Christopher Faylor wrote:

> >> Yes, I know.  That would involve a new thread or removing one potential
> >> process from the list of processes that are currently waited for in the
> >> process thread.
> >
> >I was thinking about one event in catchem (sigproc) and the same kind of
> >processing as what is done today.

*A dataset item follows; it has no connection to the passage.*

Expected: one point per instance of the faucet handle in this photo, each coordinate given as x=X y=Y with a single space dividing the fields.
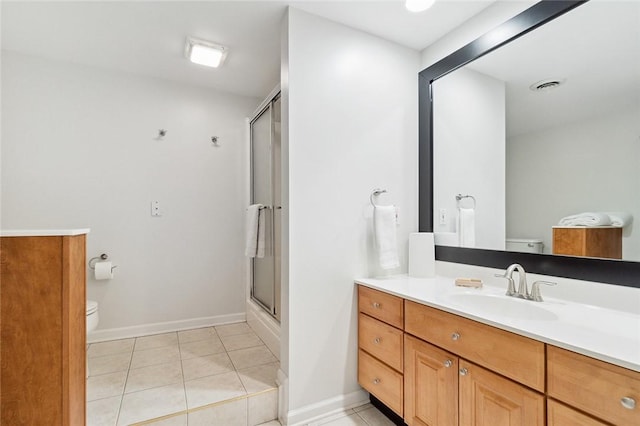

Don't know how compatible that is with
> >your new implementation.
> 
> That would be perfect for the old method.  I'm just blocking on a pipe now.
> If MSFT actually implemented overlapped reads for pipes this wouldn't be
> an issue.  I don't know why they limited things in this fashion.
> 
> >>>Also I wrote That doesn't solve the case of the group leader who isn't
> >>>an ancestor.
> >
> >Actually it does.  The group leader could set the same event (or
> >another event) as a child would, and set some kind of flag in its own
> >pinfo.  The process seeing the event knows who its group leader is and
> >can look up the flag in the leader pinfo.
> 
> The one things I've been trying to avoid (now that you've got me thinking
> about security) is the potential for a DOS.  The existence of an event means
> that there's the possibility for a DOS.  It's probably inavoidable though.

Agreed, I don't see any way to avoid it. However DOS attacks are near
the bottom of my worries. 
Here is another one: increase sys_mount_table_counter in the cygwin shared
by 2,000,000,000 and watch all cygwin processes go read the registry 
2000000000 times. However the attacker gets nothing.
 
> >One way or another we won't escape having something world writable and
> >having the reader/recipient decide if the message is legitimate.
> >With a pipe, is there a way for the reader to get the process id of the
> >writer, or some such?
> 
> I wish.  I was proposing that we could use a protocol where the sender
> sends process info to the reader but that opens up the possibility of
> a miscreant just sending random garbage to the pipe, leaving the reader
> to have to somehow synchronize.  Of course, that is an issue with the
> current implementation, too.  Sigh.

Except, in the current SIGCHLD implementation the parent does not have 
to believe any information received from anybody (besides that there is an
event), it goes checking for itself in the children pinfo's (which
unfortunately involves scanning).
 
> >> >I am looking at your changes in fhandler_process::fill_filebuf.
> >> >By insisting on PID_MAP_RW we will be depriving ourselves (in the future)
> >> >of the possibility of getting information that doesn't require writing.
> >>
> >> The command line passing mechanism involves sending pseudo signals.  You
> >> can't send a signal unless you've opened the pinfo region with
> >> read/write.  The winpids code first tries to open the shared region with
> >> RW and then drops back to read-only if it fails.
> >
> >Agreed. So you won't be able to get the command line if you don't have write
> >access to the pinfo, which seems sensible from a security point of view.
> >But the way the code is now (I think), fhandler_process::fill_filebuf () will
> >(eventually) fail to return things such as the UID if the pinfo isn't writable.
> >Actually I take back my suggestion. It's simpler to ask for PID_MAP_RW only when
> >fileid == PROCESS_CMDLINE
> 
> "The winpids code first tries to open the shared region with RW and then
> drops back to read-only if it fails."

I know you wrote that and I wondered why. I may be really confused but I don't
see how handler_process::fill_filebuf () uses winpids. It deals with pinfo's
directly. kill_pgrp uses winpids. You fixed both the same night (late)...

> Thanks.  This is interesting stuff, isn't it?

Much more interesting than watching TV!